Son « Black Swan » en quelque sorte, fait assez frappant
lorsque l'on connaît la volonté de Moira Walley-Beckett, la
créatrice de la série, de se détacher du film de Darren Aronofsky.
Claire entre de son plein gré dans une boite de striptease tenue par
un Russe rustre et, comme ses camarades, souhaite y danser. Non par
obligation financière, comme nous aurions pu le croire dans
l'épisode 1, mais pour le pur plaisir de s'encanailler. À la suite
de son effeuillage, son attitude change du tout au tout. De fragile,
elle devient subitement forte, dominatrice, en un claquement de
doigt. Si nous pourrions accorder l'excuse du déclic, sa rapidité
est peu crédible. Par ailleurs, le striptease langoureux de Claire
est montré dans son intégralité, tandis que les scènes de danse,
elles, sont coupées, interrompues. Dans cette série, la pole
dance semble plus attrayante que le ballet.

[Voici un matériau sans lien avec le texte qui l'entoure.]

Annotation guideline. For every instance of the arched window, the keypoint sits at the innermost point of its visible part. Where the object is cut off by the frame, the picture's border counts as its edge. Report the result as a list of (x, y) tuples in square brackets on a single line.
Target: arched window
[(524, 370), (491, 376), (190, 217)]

Quant aux autres personnages, certains semblent avoir
été délaissés, au profit d'autres, risibles par leur
improbabilité. Le champion en la matière est le SDF, Roméo,
habitant en bas de chez Claire. Benêt, étrange et serviable, on
découvre petit à petit qu'il est doté d'une faculté d'observation
pointue et d'un grand sens artistique. Ainsi, au terme de cette
saison 1, il mettra en images le sombre passé de l'héroïne, qui
pleurera d'émotion en voyant le livre qu'il a créé : « Tu
es mon véritable héros, tu m'as sauvé ! » déclarera
t-elle, malheureusement, au premier degré. L'idée de ne pas
stigmatiser les sans-abri comme sales et alcooliques était
brillante. De là à en faire un artiste-chevalier qui, avec un
tesson de bouteille, libérera sa « princesse », c'est un
peu exagéré...
Parlons également de cette chorégraphe, stéréotype
de l'anticonformiste, appelée par le directeur de la danse pour
créer un nouveau spectacle. Avec une musique accompagnant un
discours sur la confiance, elle exhorte les danseurs à se libérer
de leur passé (gros plan sur le visage angoissée de Claire qui,
bien sûr, se sent concernée). Toutefois, ses conseils larmoyants ne
serviront à rien.
En effet, lorsque la compagnie sombre, Paul Grayson
demande à Daphné — dont le père est un riche New-yorkais — de
les aider financièrement. Tout naturellement la ballerine accepte,
mais réclame en échange de devenir soliste. Dès le pilote, nous
l'avions remarqué : dans Flesh and Bone, les danseurs ne
sont jamais promus pour leur talent, puisqu'il semble toujours y
avoir une contrepartie financière ou sexuelle derrière leurs
nominations.

L'éclair de génie final
Si tous les épisodes avaient été semblables au
huitième, la série aurait été excellente. Comme par miracle, tous
les défauts alourdissant l'intrigue s'estompent pour faire place à
une qualité que l'on n'attendait plus. Nous assistons alors à une
succession de scènes magnifiques et puissantes. Entre autres, le
montage alterné entre Mia, à l'hôpital après sa tentative de
suicide, et la représentation de Joyaux de Balanchine, fait
preuve d'une grande inventivité. Mia, dans sa chambre, bandage aux
poignets, esquisse les pas de danse qu'elle aurait dû faire sur
scène, au même moment. Une séquence captivante, pareille à celles
qui la suivront. Nous ressentons enfin la tension avant le lever du
rideau et ces moments de concentration, impeccablement rendus par la
mise en scène. Les silences, les ralentis sont donc plus efficaces
que des discours clichés.
L'apogée vient au moment où Claire monte sur scène.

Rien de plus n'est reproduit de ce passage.